Now her youngest is one of about 30 children who attend a respite daycare that has been set up for the fishing season.

"We are extremely happy to have it because it is literally saving a lot of people and a lot of families," she said. 

But Goodwin is far from the only parent in Quebec's Magdalen Islands and across the province who is struggling to find a spot for their children.

About 100 parents, educators and opposition leaders participated in a sit-in in front of the National Assembly on Sunday morning to protest working conditions and the general lack of places in subsidized daycare in Quebec.

Thousands on waiting list

More than 50,000 children are currently on a waiting list dubbed "La Place 0-5."

La Place 0-5 was launched in 2014 and has since become the only access to all recognized childcare services in Quebec. 

Early childhood centres, known as CPEs, and non-subsidized daycare centres are legally required to accept only from the list, which is owned by the Enfance Famille cooperative.

But Gabrielle Drolet, a young mother of two from Quebec City, is among thousands who have not had any luck with the service.

"I am on unpaid leave due to the lack of childcare spaces. We had one, but COVID shut it down," she said.

She considers herself lucky to have landed a spot for August, "but I am still four months without pay. It's not normal to have to stay at home."

Politicians join protest

Québec solidaire's Catherine Dorion was one of several opposition politicians who joined the protest Sunday.

"The problem is everywhere in the province, but in Quebec CIty, it's catastrophic," she said.

Parti Québécois leader Paul Saint-Pierre-Plamondon said daycare access is imperative for reviving the economy.

"Thousands of families cannot go to work. So we are losing money because of the incompetence of the government," he said.

Parti Québécois leader Paul St-Pierre Plamondon says daycare access is imperative for reviving the economy. (Paul Chiasson/The Canadian Press)
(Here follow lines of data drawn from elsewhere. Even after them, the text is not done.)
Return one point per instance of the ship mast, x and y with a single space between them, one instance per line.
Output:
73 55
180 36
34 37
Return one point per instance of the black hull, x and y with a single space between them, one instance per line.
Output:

An advocacy group, Ma place au travail movement, is calling for immediate financial assistance to those families who are deprived of a salary because of the lack of daycare spots.
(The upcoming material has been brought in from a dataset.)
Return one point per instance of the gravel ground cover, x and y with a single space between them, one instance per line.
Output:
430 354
The group's founder, Myriam Lapointe-Gagnon, said the group also wants it to be easier to create childcare centres in the province, with less red tape to cut through. Lastly, the group wants a strong effort to recruit and retain educators.

Working to meet demand

Improving daycare services across the province was a Coalition Avenir Québec campaign promise, though no timeline was given.

Quebec's Family Minister Mathieu Lacombe already cut the bureaucracy last March in order to accelerate the development of thousands of new spots, his office said in a statement on Sunday.
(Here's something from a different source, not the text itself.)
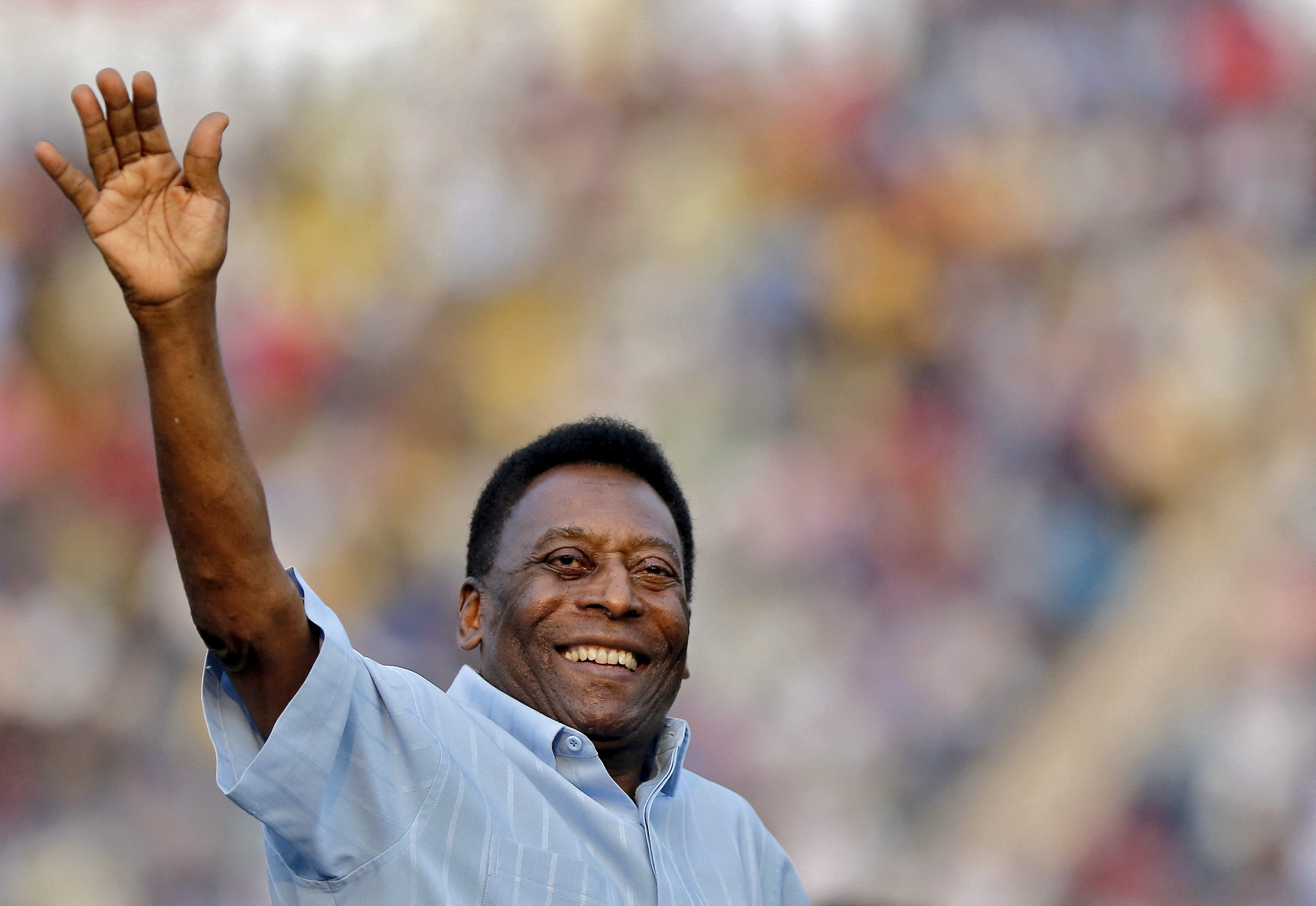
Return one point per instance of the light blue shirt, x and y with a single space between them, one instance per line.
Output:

In the coming year, it is estimated that between 5,000 and 7,000 subsidized spots will open, the statement says.

In addition to these measures, the minister will announce on Monday a new concrete solution to make spots accessible faster.

Family Minister Mathieu Lacombe said he is working to open thousands of daycare spots. (Sylvain Roy Roussel/CBC)

In discussing his plan in recent weeks, Lacombe has said he will give educators incentives to work and add thousands of more spots to the network and he isn't ruling out overhauling La Place 0-5.

"Everything is on the table," he said earlier this week after admitting his own dissatisfaction with the program during a parliamentary committee session this week. 

La Place 0-5 is financed by a levy on childcare services, and has not received any investment from the Ministry of Family since 2018.

"Do we currently have the best practices? I think there is room for improvement," said Lacombe. "We find that what has been set up does not meet the needs we have."

On Wednesday, Lacombe said on Facebook that his party wants "our toddlers develop to their full potential while their parents can return to work. Great announcements are coming!"

Aiming for 100% subsidized

The minister has said he the province will help fund 70,000 private daycare spots so the network "will be 100 per cent subsidized."

Lacombe has also said he will offer incentives for home educators which, according to him, would quickly create up to 3,000 places.

But until the government gets those spots open, people like Helena Burke are trying to fill gaps in their community by creating a private daycare so parents can work.

Burke is the executive director of the Council for Anglophone Magdalen Islanders. She said without daycare services, families are less likely to settle or stay in the region.

Burke has ensured the respite daycare service exists for now but says, "it's a short-term solution to a long-term problem."